= Commission on Parliamentary Reform =

The Commission on Parliamentary Reform was an independent group, established in October 2016 by Ken Macintosh, the Presiding Officer of the Scottish Parliament. It is chaired by John McCormick and published its report, with recommendations, on 20 June 2017.

==Background==
When the Scottish Parliament was set up in 1999, a Consultative Steering Group developed some of the parliamentary structures and procedures. Changes in technology since the Parliament was formed have affected how civil society engages with it. Macintosh’s predecessor Tricia Marwick had also tried to look at how the parliament functioned.

==Remit and schedule==
The Commission was asked to consider how the Parliament scrutinises legislation, how the committee system functions and the extent of the parliament's independence from the Scottish government.

The commission met for first time on 7 November 2016. In January the committee took evidence from two former Labour First Ministers Jack McConnell and Henry McLeish. The Commission will publish its report, with recommendations to the Presiding Officer, on Tuesday 20 June 2017 at 10.00 am.

==Commission membership==
John McCormick was announced as chair, ahead of his retirement from the Electoral Commissioner for Scotland in December 2016.

Other members of the commission were:
- Katie Burke MSYP
- Pam Duncan-Glancy, disability, equality and human rights activist
- Very Rev Dr Lorna Hood, former Moderator of the General Assembly of the Church of Scotland
- Geoff Mawdsley, director of Reform Scotland
- Professor Boyd Robertson, Principal of Sabhal Mòr Ostaig, UHI, the National Centre for Gaelic Language and Culture

The commission had support from all the party leaders in the Scottish Parliament.
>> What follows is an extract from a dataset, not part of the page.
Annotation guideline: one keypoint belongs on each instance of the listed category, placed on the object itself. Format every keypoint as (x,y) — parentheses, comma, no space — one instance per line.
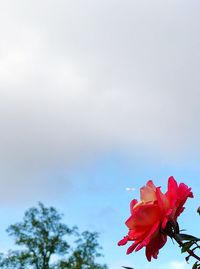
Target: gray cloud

The members nominated by their parties to sit on the commission are:
- Fiona McLeod, former Scottish National Party MSP
- Jackson Carlaw, Scottish Conservative and Unionist Party MSP
- Johann Lamont, Scottish Labour MSP
- John Finnie, Scottish Green Party MSP
- Jeremy Purvis, former Scottish Liberal Democrats MSP (October-December 2016)
- John Edward, Scottish Liberal Democrats, former Head of the European Parliament Office in Scotland (January-June 2017)

==Recommendations==
There were recommendations around the effective use of chamber time, included ceasing the practice of using scripted diary questions from party leaders to open First Minister's Questions (FMQs). The report suggested scrapping the requirement for selected questions to be published ahead of the session and granting the Presiding Officer the power to rule out questions "which do other than seek to genuinely scrutinise the minister".